I meant we have a check for earlier in the function to return if 
{{UserGroupInformation.isSecurityEnabled()}} is false so the second check is 
redundant.

{code}
    if (!UserGroupInformation.isSecurityEnabled()) {
      return;
    }

    // Abort out of inconsistent state if Kerberos is enabled
    // but block access tokens are not enabled.
    boolean isEnabled = conf.getBoolean(
        DFSConfigKeys.DFS_BLOCK_ACCESS_TOKEN_ENABLE_KEY,
        DFSConfigKeys.DFS_BLOCK_ACCESS_TOKEN_ENABLE_DEFAULT);
    if (!isEnabled && UserGroupInformation.isSecurityEnabled()) {
{code}

bq. As for what the code is doing in TestSecureNameNode#testName, I am trying 
to mirror the intent of the original test case - after Kerberos authentication, 
the root user can create new directories, but a user other than root cannot 
create directories where it does not have write access (substituting current 
user for user1).
Okay.

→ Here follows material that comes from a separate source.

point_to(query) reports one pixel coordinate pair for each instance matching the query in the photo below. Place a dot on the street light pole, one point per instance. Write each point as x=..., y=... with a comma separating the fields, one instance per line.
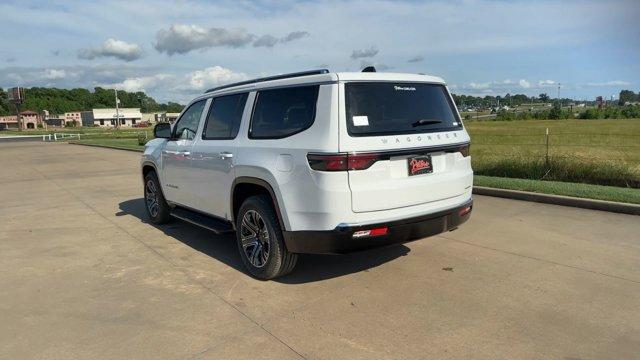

The only minor concern would be the test fails if the logged in user is 
{{hdfs}}. How about generating a random user name?

{code}
@@ -82,7 +83,7 @@ public static void initKdc() throws Exception {
     kdc.start();

-    String userName = UserGroupInformation.getLoginUser().getShortUserName();
+    String userName = RandomStringUtils.randomAlphabetic(8);
{code}

Also an assertion message in {{testName}} still references user1.

{code}
        Path p = new Path("/users/mydir");
        fs.mkdirs(p);
        fail("user1 must not be allowed to write in /users");
{code}

Looks good otherwise.

> Abort NameNode and DataNode startup if security is enabled but block access 
> token is not enabled.
> -------------------------------------------------------------------------------------------------
>
>                 Key: HDFS-6666
>                 URL: https://issues.apache.org/jira/browse/HDFS-6666
>             Project: Hadoop HDFS
>          Issue Type: Bug
>          Components: datanode, namenode, security
>    Affects Versions: 3.0.0, 2.5.0
>            Reporter: Chris Nauroth
>            Assignee: Vijay Bhat
>            Priority: Minor
>         Attachments: HDFS-6666.001.patch
>
>
> Currently, if security is enabled by setting hadoop.security.authentication 
> to kerberos, but HDFS block access tokens are disabled by setting 
> dfs.block.access.token.enable to false (which is the default), then the 
> NameNode logs an error and proceeds, and the DataNode proceeds without even 
> logging an error.  This jira proposes that this it's invalid to turn on 
> security but not turn on block access tokens, and that it would be better to 
> fail fast and abort the daemons during startup if this happens.